Extended Data Fig. 8: RNA-seq analysis of RfxCas13d/BSJ-gRNA- or shRNA- mediated circFAM120A KD.
From: Screening for functional circular RNAs using the CRISPR–Cas13 system
a, Mapping statistics of two biological replicates of the poly(A) + RNA-seq datasets in 293FT cells with RfxCas13d/BSJ-gRNA- or shRNA- mediated circFAM120A KD. b, Heatmap of Spearman’s rank correlation coefficient for log2(FPKM) values of all linear mRNAs detected in RNA-seq libraries between targeting and non-targeting replicates for RfxCas13d/BSJ-gRNA- or shRNA- mediated circFAM120A KD. c, Expression levels in log2(FPKM) values of all genes detected in RNA-seq libraries of non-targeting control (x-axis) compared to circFAM120A-targeting conditions (y-axis) by RfxCas13d/BSJ-gRNA (red) or shRNA (blue). Means of two biological replicates were shown. d, A workflow shows the selection of candidate genes after circFAM120A KD by RfxCas13d/BSJ-gRNA. e, Heatmap of DEGs (n = 97) detected after circFAM120A KD by RfxCas13d/BSJ-gRNA. f, Enrichment of DEGs from RNA-seq after circFAM120A KD by RfxCas13d/BSJ-gRNA. The x axis shows the ratio of the number of genes in a given category of functional annotations divided by the total number of DEGs.
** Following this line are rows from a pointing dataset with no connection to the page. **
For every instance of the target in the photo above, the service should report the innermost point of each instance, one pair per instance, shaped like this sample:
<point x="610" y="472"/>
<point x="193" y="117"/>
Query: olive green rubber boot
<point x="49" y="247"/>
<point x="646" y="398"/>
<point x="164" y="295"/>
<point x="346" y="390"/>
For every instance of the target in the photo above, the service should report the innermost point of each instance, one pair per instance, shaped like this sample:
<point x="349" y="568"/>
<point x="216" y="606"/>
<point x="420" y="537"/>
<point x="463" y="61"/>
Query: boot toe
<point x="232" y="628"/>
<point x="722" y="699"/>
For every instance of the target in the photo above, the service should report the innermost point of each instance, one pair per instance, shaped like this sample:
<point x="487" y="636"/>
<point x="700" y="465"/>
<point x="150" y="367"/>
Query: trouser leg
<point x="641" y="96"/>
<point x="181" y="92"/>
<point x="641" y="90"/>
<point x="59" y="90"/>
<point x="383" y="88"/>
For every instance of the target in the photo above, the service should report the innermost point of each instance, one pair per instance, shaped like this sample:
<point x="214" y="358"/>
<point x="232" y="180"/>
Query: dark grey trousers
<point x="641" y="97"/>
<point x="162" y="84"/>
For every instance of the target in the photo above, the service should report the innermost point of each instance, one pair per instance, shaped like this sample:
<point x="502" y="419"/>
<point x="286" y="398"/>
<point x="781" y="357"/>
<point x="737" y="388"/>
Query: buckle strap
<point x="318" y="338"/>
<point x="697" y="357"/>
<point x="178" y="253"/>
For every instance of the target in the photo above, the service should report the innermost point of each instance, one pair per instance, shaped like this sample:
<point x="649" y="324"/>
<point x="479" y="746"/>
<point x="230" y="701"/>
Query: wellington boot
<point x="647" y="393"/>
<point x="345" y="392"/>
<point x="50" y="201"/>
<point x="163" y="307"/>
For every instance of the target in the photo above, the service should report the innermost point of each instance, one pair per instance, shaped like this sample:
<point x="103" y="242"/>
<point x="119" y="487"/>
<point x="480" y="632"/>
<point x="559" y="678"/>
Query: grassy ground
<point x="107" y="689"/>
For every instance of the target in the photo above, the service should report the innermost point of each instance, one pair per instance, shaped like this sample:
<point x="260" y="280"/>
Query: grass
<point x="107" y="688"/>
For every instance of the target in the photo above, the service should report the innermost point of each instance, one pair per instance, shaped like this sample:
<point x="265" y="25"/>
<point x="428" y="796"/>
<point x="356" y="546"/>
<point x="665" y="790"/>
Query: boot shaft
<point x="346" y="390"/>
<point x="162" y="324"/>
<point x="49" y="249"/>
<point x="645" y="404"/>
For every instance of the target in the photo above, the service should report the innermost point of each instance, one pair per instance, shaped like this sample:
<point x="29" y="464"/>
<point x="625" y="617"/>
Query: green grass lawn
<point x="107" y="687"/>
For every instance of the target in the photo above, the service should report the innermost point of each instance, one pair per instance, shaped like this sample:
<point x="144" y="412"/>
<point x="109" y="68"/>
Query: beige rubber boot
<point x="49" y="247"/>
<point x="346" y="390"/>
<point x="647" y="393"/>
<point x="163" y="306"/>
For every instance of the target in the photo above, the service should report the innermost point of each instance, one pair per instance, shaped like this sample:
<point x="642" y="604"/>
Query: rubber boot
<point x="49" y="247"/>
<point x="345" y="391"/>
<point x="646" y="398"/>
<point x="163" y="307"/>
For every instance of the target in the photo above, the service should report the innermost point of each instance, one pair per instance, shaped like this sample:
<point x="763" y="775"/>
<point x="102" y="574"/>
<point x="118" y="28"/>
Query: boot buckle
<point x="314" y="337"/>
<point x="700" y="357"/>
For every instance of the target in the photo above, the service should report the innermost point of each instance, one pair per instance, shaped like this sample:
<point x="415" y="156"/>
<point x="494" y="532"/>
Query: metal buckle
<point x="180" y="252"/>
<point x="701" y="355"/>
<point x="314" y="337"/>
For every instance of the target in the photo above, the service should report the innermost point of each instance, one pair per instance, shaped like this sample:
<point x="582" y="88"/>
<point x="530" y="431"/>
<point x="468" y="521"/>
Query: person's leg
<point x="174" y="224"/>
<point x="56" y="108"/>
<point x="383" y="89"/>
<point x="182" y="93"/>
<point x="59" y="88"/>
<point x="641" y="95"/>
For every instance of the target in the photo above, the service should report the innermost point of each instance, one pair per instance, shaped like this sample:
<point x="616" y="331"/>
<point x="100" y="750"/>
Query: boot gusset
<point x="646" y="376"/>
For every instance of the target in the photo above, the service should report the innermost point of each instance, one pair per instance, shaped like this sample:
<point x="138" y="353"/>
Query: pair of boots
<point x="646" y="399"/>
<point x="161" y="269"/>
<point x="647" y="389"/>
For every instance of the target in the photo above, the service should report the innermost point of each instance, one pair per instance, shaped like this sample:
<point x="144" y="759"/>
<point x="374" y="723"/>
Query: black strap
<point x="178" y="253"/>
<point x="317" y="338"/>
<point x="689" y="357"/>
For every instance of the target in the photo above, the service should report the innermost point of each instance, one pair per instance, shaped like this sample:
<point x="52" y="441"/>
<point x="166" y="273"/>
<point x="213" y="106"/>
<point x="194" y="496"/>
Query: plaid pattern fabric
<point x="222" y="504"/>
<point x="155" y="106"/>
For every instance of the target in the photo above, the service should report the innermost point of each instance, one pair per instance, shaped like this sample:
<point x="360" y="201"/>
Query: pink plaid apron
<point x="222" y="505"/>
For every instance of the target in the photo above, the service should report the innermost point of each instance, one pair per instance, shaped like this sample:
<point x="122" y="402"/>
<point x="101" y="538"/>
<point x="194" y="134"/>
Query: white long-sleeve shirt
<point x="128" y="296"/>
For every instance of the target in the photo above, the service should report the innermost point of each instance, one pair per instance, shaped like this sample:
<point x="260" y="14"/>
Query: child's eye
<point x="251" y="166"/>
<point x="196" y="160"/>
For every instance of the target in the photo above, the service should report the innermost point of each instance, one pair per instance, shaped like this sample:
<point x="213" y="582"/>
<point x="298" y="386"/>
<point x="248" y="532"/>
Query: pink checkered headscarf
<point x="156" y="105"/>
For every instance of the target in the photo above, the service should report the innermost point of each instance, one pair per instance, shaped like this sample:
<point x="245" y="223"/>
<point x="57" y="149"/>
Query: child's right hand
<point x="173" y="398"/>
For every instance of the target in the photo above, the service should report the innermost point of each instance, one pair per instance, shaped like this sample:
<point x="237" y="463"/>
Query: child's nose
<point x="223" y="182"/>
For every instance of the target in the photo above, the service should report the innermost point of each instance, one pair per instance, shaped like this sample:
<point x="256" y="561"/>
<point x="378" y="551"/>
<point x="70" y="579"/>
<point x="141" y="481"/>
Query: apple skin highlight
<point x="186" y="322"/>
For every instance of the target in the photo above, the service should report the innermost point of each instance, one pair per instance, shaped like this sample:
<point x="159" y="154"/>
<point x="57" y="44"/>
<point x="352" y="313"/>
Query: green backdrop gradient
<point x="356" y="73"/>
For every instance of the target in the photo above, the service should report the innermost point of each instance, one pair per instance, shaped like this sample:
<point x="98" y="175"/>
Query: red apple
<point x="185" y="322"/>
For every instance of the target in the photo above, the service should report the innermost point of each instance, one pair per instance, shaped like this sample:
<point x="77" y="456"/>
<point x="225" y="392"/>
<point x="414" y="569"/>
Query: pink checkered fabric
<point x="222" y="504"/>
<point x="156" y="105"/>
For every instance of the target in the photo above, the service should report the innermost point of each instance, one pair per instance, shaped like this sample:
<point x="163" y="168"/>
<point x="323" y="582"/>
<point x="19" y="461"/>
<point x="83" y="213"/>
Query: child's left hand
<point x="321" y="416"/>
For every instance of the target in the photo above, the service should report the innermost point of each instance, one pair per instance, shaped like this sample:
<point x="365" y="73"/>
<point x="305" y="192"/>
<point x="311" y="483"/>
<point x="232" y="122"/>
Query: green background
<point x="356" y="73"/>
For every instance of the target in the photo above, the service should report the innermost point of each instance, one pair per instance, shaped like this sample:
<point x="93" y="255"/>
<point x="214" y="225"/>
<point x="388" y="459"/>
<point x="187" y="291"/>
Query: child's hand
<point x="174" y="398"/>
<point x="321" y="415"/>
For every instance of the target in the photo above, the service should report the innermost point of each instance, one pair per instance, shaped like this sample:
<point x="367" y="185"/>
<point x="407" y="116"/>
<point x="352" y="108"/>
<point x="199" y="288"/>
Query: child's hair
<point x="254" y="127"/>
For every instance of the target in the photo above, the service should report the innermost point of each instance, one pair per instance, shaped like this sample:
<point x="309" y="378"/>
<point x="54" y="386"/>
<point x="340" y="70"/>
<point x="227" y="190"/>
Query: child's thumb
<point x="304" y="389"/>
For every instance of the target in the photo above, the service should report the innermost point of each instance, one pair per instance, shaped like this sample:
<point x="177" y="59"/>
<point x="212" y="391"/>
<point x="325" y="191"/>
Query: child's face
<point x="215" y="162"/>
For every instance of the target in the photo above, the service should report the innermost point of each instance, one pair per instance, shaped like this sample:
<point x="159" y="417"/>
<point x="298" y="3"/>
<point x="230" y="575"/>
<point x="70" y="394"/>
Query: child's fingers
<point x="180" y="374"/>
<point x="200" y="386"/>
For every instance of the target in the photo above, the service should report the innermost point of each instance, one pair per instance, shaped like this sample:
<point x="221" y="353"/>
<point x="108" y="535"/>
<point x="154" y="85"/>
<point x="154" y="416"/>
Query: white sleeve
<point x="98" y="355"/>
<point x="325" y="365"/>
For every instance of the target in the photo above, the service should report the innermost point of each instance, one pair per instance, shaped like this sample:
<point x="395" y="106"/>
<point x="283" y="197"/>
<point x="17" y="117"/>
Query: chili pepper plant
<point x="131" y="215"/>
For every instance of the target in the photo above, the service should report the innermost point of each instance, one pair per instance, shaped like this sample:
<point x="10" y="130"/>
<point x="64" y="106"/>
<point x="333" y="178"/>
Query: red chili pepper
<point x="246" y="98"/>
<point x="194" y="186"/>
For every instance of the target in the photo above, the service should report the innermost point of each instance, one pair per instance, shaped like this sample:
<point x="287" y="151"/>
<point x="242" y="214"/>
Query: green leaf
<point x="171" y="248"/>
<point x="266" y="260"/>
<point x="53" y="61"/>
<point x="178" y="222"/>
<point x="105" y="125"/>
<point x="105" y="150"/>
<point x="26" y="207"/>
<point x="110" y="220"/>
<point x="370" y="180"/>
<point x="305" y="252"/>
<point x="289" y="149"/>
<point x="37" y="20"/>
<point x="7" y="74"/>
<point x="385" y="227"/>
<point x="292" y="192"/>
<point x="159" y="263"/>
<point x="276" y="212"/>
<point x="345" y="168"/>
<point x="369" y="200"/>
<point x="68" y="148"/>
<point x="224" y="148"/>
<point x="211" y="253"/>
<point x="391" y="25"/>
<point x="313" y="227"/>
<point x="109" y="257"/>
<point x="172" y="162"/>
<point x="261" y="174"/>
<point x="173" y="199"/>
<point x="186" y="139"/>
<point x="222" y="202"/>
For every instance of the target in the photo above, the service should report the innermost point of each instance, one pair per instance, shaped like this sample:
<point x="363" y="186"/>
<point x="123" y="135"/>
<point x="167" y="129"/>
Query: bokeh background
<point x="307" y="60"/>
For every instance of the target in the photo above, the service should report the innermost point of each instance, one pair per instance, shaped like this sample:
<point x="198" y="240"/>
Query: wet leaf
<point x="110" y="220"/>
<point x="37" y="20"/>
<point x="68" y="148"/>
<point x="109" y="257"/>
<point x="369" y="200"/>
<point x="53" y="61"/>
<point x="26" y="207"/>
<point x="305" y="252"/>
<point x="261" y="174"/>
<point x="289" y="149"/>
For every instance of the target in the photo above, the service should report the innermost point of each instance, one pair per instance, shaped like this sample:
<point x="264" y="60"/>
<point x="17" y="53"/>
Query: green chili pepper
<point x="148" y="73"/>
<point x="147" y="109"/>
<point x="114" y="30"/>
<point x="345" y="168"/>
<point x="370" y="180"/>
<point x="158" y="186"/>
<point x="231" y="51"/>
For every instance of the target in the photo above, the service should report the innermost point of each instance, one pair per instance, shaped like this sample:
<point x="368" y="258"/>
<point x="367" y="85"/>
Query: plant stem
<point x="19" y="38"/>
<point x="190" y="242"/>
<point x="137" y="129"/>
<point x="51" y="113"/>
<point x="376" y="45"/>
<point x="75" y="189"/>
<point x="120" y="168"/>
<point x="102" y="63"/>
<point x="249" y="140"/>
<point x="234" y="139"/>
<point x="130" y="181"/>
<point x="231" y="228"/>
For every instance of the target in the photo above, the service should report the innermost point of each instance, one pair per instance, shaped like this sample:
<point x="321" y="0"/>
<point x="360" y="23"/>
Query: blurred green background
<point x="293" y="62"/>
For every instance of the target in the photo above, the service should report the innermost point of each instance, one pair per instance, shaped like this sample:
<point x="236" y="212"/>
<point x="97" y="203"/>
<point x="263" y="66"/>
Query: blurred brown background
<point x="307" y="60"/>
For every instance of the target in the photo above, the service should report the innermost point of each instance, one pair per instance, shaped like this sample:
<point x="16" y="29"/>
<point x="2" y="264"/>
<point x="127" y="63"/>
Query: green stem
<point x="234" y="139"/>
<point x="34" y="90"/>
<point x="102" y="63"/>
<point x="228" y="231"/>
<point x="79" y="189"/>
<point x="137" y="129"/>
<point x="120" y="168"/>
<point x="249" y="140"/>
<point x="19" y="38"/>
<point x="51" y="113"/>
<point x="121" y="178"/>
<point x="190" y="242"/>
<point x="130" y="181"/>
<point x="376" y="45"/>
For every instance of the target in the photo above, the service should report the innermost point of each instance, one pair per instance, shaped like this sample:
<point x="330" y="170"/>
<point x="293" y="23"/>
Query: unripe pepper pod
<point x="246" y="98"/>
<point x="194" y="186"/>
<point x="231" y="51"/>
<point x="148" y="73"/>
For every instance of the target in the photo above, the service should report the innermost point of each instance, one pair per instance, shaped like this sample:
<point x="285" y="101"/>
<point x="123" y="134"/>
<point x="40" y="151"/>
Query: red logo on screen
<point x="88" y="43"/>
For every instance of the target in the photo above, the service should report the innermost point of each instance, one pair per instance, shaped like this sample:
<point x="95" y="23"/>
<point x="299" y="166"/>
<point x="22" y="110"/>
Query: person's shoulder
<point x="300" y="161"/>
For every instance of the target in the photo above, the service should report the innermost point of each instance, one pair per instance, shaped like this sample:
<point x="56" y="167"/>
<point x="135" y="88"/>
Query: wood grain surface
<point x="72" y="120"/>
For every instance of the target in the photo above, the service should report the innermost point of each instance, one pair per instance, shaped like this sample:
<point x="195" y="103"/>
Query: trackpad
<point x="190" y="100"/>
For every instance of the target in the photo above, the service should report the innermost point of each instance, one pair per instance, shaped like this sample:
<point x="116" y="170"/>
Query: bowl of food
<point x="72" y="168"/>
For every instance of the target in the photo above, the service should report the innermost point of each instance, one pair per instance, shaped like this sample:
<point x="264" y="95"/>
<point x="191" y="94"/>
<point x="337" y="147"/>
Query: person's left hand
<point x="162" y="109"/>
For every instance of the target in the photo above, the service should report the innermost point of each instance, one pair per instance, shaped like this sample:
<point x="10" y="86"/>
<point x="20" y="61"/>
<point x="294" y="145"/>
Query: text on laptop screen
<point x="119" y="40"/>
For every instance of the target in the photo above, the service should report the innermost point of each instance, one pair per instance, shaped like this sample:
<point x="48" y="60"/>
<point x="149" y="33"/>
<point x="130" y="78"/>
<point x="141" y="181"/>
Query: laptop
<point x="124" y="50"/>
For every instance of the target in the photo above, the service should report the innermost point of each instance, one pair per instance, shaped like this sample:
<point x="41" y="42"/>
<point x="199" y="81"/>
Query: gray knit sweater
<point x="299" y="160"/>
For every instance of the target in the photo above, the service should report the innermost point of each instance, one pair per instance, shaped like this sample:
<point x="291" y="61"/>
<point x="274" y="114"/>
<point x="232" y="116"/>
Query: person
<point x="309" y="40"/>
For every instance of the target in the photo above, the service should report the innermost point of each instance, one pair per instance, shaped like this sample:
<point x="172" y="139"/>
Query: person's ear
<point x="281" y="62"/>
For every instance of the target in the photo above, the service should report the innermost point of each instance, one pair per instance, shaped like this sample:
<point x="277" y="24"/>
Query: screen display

The y axis shows categories of functional annotations. P values were calculated based on the Fisher’s exact test. g, Validation of DEGs associated with cell proliferation after circFAM120A KD by RfxCas13d/BSJ-gRNA in 293FT cells. All transcripts were normalized to ACTB, n = 3 independent experiments. ***: P < 0.001, two-tailed student’s t-test. h, Cytoplasmic distribution of circFAM120A. i, Prediction of AGO2-binding peaks in circFAM120A. Top, genomics locus and diagram of linear FAM120A and circFAM120A (shown as magenta cylinders). Blue and magenta arrows indicate location of primer for linear FAM120A or circFAM120A. Bottom, predicted miRNA target sites by TargetScan and AGO2 binding peaks from PAR-CLIP data in HEK293FT cells (GEO: GSE43573). j, A schematic to show predication of potential circRNA-miRNA target sites. k, CircFAM120A did not interact with AGO2 by RIP in 293FT cells using anti-AGO2 antibodies. (g,h,k) All RNA levels were detected by qRT-PCR and means ± s.d. were from three independent experiments.